[Corpora-List] News from LDC
Linguistic Data Consortium
ldc at ldc.upenn.edu
Tue Jul 22 20:29:20 UTC 2014
*- Fall 2014 Data Scholarship Program <#scholar> -*
/New publications:/
*- 2009 NIST Language Recognition Evaluation Test Set <#lre> -*
*- GALE Arabic-English Word Alignment Training Part 3 -- Web <#gale> -*
*- GALE Phase 2 Chinese Newswire Parallel Text Part 1 <#g2> -*
------------------------------------------------------------------------
*Fall 2014 Data Scholarship Program*
Applications are now being accepted through Monday, September 15, 2014,
11:59PM EST for the Fall 2014 LDC Data Scholarship program!

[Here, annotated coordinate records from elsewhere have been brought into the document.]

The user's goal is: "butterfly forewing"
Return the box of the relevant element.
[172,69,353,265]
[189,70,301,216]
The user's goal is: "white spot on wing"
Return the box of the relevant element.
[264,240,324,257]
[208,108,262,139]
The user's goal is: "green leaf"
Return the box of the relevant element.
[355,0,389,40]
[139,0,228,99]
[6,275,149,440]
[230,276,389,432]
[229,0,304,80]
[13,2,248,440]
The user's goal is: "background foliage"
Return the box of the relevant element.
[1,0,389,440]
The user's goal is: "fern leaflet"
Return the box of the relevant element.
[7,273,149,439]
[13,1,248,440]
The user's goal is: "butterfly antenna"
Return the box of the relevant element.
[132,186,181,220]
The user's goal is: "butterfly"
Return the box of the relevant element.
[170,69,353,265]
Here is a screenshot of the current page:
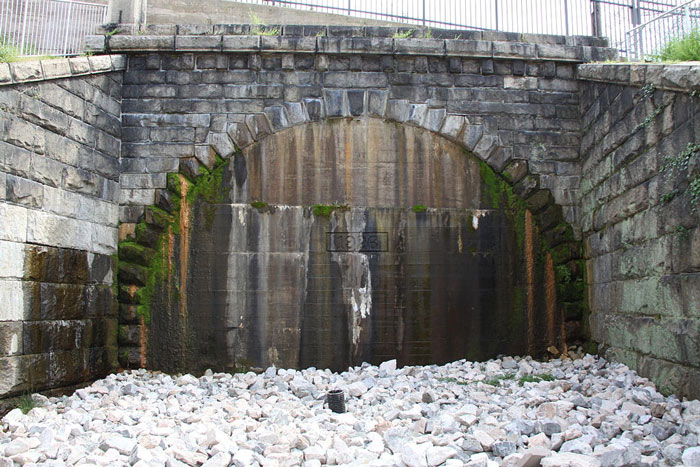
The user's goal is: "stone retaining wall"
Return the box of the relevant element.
[578,64,700,398]
[0,56,125,396]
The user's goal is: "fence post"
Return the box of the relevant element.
[493,0,500,31]
[19,0,29,55]
[63,2,73,55]
[591,0,603,37]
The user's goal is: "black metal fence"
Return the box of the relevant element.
[243,0,681,55]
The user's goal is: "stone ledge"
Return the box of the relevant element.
[0,55,126,86]
[89,30,617,63]
[577,62,700,92]
[98,24,608,48]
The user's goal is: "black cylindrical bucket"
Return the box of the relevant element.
[326,389,345,413]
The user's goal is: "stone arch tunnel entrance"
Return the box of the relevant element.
[127,117,576,372]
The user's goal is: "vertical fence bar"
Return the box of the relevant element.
[19,0,29,55]
[63,3,73,55]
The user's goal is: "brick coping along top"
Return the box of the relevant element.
[86,24,617,63]
[0,55,126,86]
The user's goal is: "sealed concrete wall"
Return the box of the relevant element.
[0,56,123,396]
[579,65,700,398]
[131,118,565,372]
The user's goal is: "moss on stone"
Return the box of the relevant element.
[311,203,350,217]
[119,156,228,324]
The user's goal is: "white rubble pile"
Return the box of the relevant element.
[0,355,700,467]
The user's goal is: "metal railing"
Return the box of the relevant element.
[625,0,700,60]
[0,0,107,57]
[253,0,591,35]
[245,0,681,55]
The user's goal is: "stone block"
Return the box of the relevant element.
[3,119,46,155]
[323,89,347,118]
[177,24,214,36]
[367,90,389,117]
[260,36,316,52]
[10,61,44,83]
[90,224,118,255]
[87,55,112,73]
[386,99,411,123]
[119,173,166,188]
[27,210,92,250]
[245,113,272,141]
[440,114,467,140]
[445,40,493,57]
[423,109,447,133]
[265,105,290,131]
[107,34,175,52]
[0,63,12,83]
[208,132,236,159]
[0,279,24,322]
[6,175,44,208]
[109,55,127,71]
[394,38,442,55]
[68,57,90,75]
[284,101,306,125]
[347,90,365,117]
[492,41,537,58]
[0,203,28,242]
[0,321,24,357]
[461,124,486,153]
[119,189,155,207]
[40,58,71,79]
[175,36,223,52]
[323,71,389,88]
[227,122,255,149]
[304,99,325,122]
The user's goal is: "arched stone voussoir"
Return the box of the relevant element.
[208,132,238,161]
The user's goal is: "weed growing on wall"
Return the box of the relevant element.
[394,29,413,39]
[653,29,700,62]
[248,10,282,36]
[661,143,700,212]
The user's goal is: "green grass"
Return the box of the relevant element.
[0,42,21,63]
[394,29,413,39]
[652,29,700,62]
[0,41,56,63]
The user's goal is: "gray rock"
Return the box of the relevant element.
[491,441,517,457]
[681,446,700,467]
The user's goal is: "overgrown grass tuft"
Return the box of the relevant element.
[653,29,700,62]
[0,41,20,63]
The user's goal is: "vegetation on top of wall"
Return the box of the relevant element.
[311,201,350,217]
[394,29,414,39]
[660,143,700,212]
[248,10,282,36]
[652,29,700,62]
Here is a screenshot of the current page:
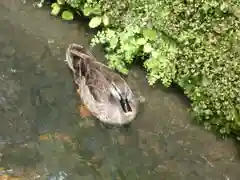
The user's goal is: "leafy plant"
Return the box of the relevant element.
[51,0,74,20]
[50,0,240,137]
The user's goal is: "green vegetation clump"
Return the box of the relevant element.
[47,0,240,137]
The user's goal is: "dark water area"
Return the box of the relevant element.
[0,0,240,180]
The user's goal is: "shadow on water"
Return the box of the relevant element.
[0,0,240,180]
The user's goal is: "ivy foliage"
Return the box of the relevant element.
[49,0,240,137]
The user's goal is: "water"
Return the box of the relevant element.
[0,0,240,180]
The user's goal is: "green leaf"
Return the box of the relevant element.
[143,43,153,53]
[83,7,94,16]
[57,0,65,5]
[137,38,147,45]
[51,3,61,16]
[62,11,74,21]
[142,28,157,41]
[89,16,102,28]
[102,14,109,26]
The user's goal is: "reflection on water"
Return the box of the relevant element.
[0,0,240,180]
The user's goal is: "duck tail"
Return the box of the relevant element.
[66,43,95,71]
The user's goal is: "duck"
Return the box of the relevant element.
[65,43,138,125]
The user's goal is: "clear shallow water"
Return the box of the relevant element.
[0,0,240,180]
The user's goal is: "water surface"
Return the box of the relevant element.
[0,0,240,180]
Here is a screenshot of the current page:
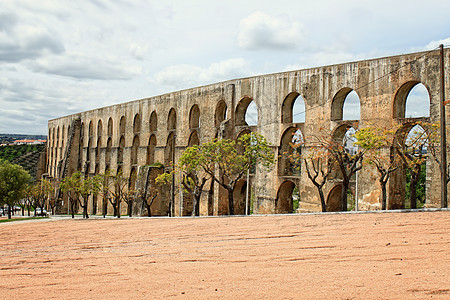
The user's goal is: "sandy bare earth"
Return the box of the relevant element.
[0,211,450,299]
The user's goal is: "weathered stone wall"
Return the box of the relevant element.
[47,50,450,215]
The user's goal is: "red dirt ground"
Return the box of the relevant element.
[0,211,450,299]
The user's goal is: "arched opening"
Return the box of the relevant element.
[108,118,113,136]
[188,130,200,147]
[214,100,227,127]
[387,122,429,209]
[117,136,125,164]
[131,136,140,165]
[331,87,361,121]
[278,127,304,176]
[233,179,251,215]
[327,184,342,212]
[189,104,200,129]
[281,92,306,123]
[86,138,92,162]
[119,116,126,135]
[235,97,258,126]
[275,180,299,214]
[128,167,137,191]
[105,137,112,165]
[97,120,103,137]
[133,114,141,134]
[393,81,430,119]
[164,132,176,168]
[147,134,156,165]
[150,111,158,132]
[89,121,94,137]
[95,137,102,163]
[167,108,177,130]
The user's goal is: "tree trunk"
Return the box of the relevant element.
[317,187,327,212]
[409,170,420,209]
[341,180,349,211]
[127,201,133,218]
[227,188,234,216]
[145,203,152,217]
[380,180,387,210]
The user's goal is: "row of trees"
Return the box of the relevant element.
[291,123,448,212]
[57,123,443,217]
[0,160,56,219]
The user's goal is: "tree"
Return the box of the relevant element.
[311,127,366,211]
[27,179,53,215]
[0,160,31,219]
[291,143,333,212]
[177,133,274,215]
[60,172,101,218]
[422,122,450,184]
[355,126,401,210]
[101,170,129,218]
[395,123,428,209]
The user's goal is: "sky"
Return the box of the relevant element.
[0,0,450,135]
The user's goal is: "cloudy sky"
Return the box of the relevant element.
[0,0,450,134]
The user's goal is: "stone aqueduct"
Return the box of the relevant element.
[47,49,450,215]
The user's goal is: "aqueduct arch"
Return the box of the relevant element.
[47,49,450,214]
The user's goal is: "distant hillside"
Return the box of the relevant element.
[0,133,47,144]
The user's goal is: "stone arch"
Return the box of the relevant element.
[105,137,112,165]
[61,125,66,150]
[117,136,125,164]
[188,130,200,147]
[393,80,430,119]
[214,100,227,127]
[108,117,114,136]
[128,167,137,190]
[164,132,176,168]
[149,111,158,132]
[278,127,303,176]
[233,179,250,215]
[119,116,126,135]
[167,107,177,130]
[281,92,306,123]
[235,97,258,126]
[275,180,298,214]
[88,120,94,137]
[189,104,200,129]
[133,114,141,134]
[97,119,103,137]
[327,184,342,212]
[387,122,430,209]
[331,87,361,121]
[131,135,140,165]
[147,134,156,165]
[95,136,102,163]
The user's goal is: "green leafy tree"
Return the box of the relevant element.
[60,172,102,218]
[0,160,31,219]
[355,126,402,210]
[311,128,366,211]
[395,123,428,209]
[101,170,129,218]
[175,133,274,215]
[291,143,333,212]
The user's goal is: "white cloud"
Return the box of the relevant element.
[425,37,450,50]
[238,11,306,50]
[29,53,140,80]
[154,58,251,89]
[0,13,64,62]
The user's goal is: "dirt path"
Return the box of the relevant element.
[0,211,450,299]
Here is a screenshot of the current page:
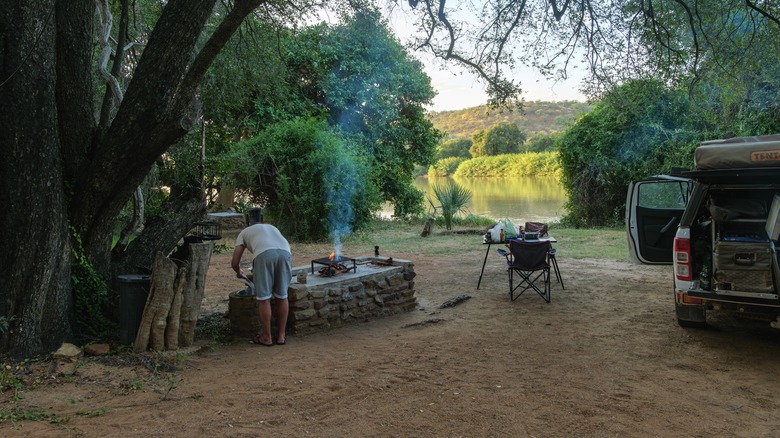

The LDC Data
Scholarship program provides university students with access to LDC data
at no-cost.
This program is open to students pursuing both undergraduate and
graduate studies in an accredited college or university. LDC Data
Scholarships are not restricted to any particular field of study;
however, students must demonstrate a well-developed research agenda and
a bona fide inability to pay. The selection process is highly competitive.
The application consists of two parts:
(1) Data Use Proposal. Applicants must submit a proposal describing
their intended use of the data. The proposal should state which data the
student plans to use and how the data will benefit their research
project as well as information on the proposed methodology or algorithm.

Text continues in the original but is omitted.